MUMBAI — Morgan Stanley expects India to be one of the best performing
emerging markets in 2025, with a base case projection for Sensex to rise by 18
per cent by December end.
In its latest note, the US-headquartered investment bank
sees 18 per cent base case upside for the BSE Sensex by the December end.
“India's macro stability is strong due to improving terms
of trade and flexible inflation target,” said the global brokerage, forecasting
earning of 18–20 per cent earning growth over the next four to five years.
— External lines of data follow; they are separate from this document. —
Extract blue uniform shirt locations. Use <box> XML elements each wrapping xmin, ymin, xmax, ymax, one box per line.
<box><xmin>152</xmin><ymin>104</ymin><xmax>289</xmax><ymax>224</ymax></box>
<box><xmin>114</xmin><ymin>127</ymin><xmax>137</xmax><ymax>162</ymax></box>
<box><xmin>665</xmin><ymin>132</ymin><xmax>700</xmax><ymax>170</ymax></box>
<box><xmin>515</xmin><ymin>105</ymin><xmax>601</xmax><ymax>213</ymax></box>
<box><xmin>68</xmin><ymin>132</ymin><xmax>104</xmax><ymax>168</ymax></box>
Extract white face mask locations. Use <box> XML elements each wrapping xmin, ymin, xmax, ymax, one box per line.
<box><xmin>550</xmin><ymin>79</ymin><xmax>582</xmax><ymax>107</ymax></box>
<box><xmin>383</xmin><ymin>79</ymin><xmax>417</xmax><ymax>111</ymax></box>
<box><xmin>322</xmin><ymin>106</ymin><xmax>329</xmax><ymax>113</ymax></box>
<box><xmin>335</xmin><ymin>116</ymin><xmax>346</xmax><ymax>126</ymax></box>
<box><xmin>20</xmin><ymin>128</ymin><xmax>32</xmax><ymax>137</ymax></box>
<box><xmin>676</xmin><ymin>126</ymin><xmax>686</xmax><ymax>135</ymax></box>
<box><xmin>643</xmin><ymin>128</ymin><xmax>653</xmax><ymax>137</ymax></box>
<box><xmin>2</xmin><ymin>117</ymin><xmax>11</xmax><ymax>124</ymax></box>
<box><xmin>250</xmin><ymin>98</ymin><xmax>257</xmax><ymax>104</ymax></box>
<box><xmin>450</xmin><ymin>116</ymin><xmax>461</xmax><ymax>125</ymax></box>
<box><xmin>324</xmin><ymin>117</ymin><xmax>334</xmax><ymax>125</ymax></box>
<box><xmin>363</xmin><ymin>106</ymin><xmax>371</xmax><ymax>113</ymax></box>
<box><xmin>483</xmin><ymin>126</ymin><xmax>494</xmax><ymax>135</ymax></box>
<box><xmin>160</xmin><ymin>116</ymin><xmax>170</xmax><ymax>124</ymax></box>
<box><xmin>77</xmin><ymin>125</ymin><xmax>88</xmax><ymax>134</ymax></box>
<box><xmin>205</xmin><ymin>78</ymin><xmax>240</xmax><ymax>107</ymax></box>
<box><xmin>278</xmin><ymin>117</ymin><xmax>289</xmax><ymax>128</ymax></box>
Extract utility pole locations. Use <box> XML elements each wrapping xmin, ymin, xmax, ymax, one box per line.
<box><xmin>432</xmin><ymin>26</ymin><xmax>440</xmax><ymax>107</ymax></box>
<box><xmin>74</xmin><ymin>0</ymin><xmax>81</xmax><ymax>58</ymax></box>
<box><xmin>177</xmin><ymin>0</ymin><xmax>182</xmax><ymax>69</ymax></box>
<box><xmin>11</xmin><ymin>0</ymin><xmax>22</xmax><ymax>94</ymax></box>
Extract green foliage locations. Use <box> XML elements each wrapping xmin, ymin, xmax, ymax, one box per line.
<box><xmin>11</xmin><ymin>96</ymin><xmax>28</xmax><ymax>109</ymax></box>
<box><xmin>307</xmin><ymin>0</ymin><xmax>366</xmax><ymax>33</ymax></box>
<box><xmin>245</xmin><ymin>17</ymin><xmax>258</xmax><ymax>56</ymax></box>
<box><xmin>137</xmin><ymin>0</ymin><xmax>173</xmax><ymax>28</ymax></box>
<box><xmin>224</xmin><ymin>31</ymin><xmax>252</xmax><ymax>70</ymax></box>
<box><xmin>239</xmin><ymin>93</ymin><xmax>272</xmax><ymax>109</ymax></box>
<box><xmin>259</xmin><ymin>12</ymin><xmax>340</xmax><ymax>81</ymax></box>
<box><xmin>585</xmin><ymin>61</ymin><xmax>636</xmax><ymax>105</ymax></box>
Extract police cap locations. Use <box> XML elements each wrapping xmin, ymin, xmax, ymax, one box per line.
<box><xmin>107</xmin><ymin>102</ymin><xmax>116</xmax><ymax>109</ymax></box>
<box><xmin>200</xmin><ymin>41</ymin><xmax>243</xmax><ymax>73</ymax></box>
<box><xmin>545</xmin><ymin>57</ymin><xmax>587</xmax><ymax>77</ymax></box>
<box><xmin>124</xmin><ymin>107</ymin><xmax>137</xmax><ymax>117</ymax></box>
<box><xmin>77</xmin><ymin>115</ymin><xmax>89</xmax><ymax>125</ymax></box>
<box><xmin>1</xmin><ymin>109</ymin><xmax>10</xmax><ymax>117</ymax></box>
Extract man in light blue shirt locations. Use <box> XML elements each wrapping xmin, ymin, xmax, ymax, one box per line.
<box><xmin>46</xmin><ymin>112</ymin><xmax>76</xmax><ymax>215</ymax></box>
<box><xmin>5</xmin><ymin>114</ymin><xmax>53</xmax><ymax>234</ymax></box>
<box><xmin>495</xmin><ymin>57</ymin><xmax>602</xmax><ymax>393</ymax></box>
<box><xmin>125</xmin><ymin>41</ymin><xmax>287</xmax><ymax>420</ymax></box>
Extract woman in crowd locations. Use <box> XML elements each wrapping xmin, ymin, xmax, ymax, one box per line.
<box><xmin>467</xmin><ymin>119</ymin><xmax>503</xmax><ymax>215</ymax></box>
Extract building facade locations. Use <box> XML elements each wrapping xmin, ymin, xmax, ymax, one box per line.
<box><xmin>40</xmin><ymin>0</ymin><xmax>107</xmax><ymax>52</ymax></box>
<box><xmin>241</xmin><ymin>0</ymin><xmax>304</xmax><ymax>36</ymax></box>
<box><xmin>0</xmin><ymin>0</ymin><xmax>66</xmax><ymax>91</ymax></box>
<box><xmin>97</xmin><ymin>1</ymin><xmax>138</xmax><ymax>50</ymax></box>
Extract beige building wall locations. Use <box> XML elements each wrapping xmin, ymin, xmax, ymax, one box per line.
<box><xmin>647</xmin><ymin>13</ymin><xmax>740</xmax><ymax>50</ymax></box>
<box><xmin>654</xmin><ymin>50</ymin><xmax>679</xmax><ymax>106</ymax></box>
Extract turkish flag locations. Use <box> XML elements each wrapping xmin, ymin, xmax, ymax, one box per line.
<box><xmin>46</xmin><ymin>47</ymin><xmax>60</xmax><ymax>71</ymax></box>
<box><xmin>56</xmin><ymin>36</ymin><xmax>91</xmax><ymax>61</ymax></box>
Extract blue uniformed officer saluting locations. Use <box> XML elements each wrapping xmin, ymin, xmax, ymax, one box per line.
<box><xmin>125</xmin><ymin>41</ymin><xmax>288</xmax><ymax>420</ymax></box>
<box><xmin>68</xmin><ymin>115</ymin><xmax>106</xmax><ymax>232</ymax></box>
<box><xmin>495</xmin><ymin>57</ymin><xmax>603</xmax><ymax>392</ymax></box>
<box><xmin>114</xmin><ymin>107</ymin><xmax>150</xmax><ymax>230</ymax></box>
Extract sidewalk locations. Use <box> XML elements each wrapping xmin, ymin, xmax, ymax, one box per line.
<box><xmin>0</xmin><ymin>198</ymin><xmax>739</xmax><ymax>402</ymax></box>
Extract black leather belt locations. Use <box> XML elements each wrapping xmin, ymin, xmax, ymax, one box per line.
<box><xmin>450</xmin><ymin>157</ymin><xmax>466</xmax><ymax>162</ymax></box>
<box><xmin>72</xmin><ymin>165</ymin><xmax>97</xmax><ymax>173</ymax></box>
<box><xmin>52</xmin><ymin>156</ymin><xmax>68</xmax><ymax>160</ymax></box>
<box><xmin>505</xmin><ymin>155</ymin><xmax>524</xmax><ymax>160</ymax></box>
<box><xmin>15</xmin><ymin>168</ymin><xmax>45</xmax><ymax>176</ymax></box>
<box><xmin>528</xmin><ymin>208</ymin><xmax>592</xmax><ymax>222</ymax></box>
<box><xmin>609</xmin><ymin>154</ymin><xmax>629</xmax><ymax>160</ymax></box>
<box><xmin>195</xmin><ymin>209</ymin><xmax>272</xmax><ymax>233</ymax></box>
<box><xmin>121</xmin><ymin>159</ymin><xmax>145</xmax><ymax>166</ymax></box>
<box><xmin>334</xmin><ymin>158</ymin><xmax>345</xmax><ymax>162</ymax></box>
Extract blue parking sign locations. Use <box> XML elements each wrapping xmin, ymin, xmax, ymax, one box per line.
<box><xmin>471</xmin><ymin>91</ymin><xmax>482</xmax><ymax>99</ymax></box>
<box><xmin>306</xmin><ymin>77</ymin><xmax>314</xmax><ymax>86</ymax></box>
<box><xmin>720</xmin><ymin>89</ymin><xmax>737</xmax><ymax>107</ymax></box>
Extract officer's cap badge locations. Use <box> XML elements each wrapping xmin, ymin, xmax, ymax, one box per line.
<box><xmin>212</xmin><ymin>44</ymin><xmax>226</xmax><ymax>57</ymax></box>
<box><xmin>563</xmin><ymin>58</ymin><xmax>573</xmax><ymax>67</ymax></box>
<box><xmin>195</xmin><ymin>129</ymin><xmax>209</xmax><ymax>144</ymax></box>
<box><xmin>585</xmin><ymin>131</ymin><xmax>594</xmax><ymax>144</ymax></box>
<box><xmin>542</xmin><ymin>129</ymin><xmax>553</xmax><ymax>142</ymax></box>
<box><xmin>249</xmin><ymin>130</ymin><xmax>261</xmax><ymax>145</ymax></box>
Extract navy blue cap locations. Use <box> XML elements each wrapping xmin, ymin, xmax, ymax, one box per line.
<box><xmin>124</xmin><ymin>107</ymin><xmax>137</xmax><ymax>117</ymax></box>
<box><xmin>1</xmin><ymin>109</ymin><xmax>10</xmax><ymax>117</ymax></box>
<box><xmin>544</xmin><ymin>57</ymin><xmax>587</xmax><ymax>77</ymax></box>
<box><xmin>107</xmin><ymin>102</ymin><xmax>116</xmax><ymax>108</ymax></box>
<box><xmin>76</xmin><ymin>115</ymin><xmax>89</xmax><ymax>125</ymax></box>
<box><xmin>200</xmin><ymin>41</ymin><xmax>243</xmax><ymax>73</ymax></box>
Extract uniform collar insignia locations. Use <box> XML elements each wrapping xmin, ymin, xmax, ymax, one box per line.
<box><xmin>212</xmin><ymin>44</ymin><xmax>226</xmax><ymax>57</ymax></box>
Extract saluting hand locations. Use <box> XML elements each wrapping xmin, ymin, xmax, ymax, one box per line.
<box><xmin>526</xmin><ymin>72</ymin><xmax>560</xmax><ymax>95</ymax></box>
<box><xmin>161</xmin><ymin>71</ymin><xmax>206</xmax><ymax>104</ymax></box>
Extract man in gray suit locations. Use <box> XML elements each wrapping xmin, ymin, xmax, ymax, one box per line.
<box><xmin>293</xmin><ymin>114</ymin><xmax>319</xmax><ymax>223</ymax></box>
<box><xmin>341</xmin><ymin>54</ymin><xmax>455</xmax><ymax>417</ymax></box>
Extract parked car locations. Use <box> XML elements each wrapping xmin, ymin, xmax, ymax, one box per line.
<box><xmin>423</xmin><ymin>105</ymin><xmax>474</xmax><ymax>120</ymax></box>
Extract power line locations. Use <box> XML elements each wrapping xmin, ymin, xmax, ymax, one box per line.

Private capital expenditure cycle, re-leveraging of
corporate balance sheets and unfolding of a structural rise in discretionary
consumption are among reasons for this. A reliable source of domestic risk
capital also contributes to the capital expenditure.
Infrastructure spending, restructuring GST rates, direct
tax reforms, more free trade agreements, and focus on energy transition are
other areas that will contribute to India's macro stability, said Morgan
Stanley in its note.
As far as interest rates are concerned, Morgan Stanley
expects a shallow cycle of 50 basis points with the rate cuts starting from
February. It expects two consecutive rate cuts of 25 bps each.
The Reserve Bank of India (RBI) is now committed to
durable liquidity. Regulatory tightening may loosen in the weeks ahead,
according to the brokerage. Initial issuance in the Indian markets is running
at about 1.3 per cent of GDP versus the previous peak of over 3.5 per cent and
set to rise further, Morgan Stanley said in the note.
The base case estimate also entails robust domestic
growth, no recession in the US and benign oil prices. "We use a modest
reduction in interest rates and positive liquidity environment as the base case
for monetary policy. We do not anticipate a bunching of issuances, and the
retail bid keeps its nose ahead of the supply," Morgan Stanley said.